Question
What does it mean that the values conflict log?
Quick Answer
Record instances where values conflicted and what you chose to understand your hierarchy.
Record instances where values conflicted and what you chose to understand your hierarchy.
Example: You receive an invitation to speak at a prestigious conference on the same weekend your daughter has her first piano recital. You value professional recognition and you value being present for your family. In the abstract, you would say family comes first. But the conference is a career-defining opportunity — the kind that does not come twice — and the recital is one of many your daughter will have. You feel the pull in both directions, and the discomfort is acute precisely because both values are real. You choose the recital. You write in your conflict log: "March 14. Professional recognition vs. family presence. Chose family presence. The deciding factor was imagining myself at the conference knowing I had missed the recital — the professional high would be contaminated by guilt. When I imagined myself at the recital having declined the conference, I felt loss but not shame. That asymmetry tells me presence ranks above recognition when the stakes are personal milestones." Six weeks later, a similar conflict arises — a client dinner versus your anniversary — and you do not deliberate. The log entry from March already resolved this category of conflict. You decline the dinner in thirty seconds.

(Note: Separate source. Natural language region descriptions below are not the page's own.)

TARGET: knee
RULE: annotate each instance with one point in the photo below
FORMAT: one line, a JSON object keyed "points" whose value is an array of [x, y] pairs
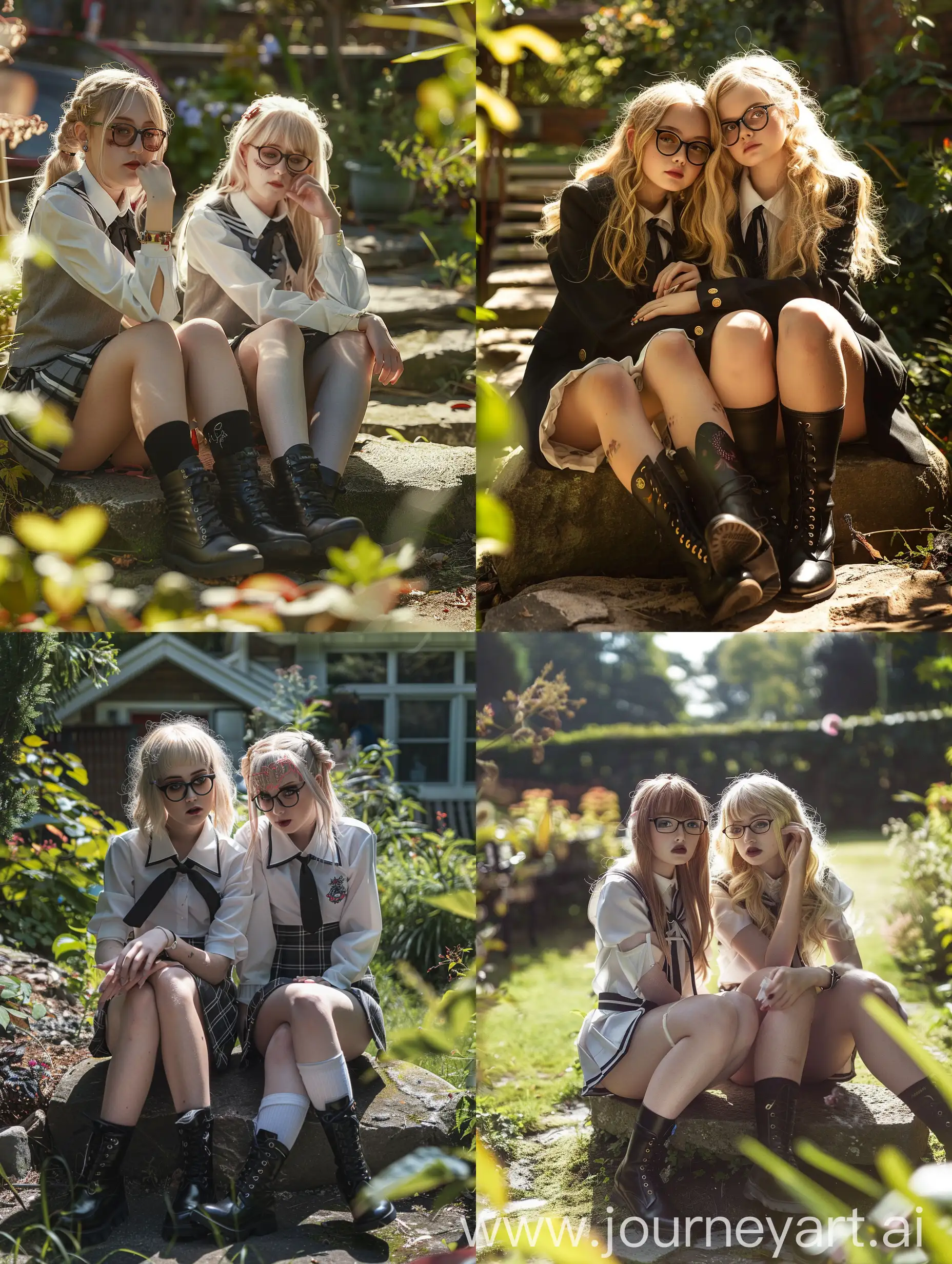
{"points": [[807, 324]]}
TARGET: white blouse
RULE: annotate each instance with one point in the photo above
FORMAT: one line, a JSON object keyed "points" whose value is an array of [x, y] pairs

Try this: Create a values conflict log. Use whatever medium has the lowest friction for you — a dedicated page in your notebook, a running note on your phone, a simple document. The structure for each entry has four fields: the date, the two values that collided, which value you chose to honor, and a one-to-three-sentence reflection on what the choice revealed about your hierarchy. Over the next two weeks, record every values conflict you notice, no matter how minor. A conflict between efficiency and thoroughness at work counts. A conflict between honesty and kindness in a conversation counts. A conflict between rest and productivity on a Saturday morning counts. At the end of two weeks, review the log and look for patterns: which values consistently win, which consistently lose, and which conflicts recur.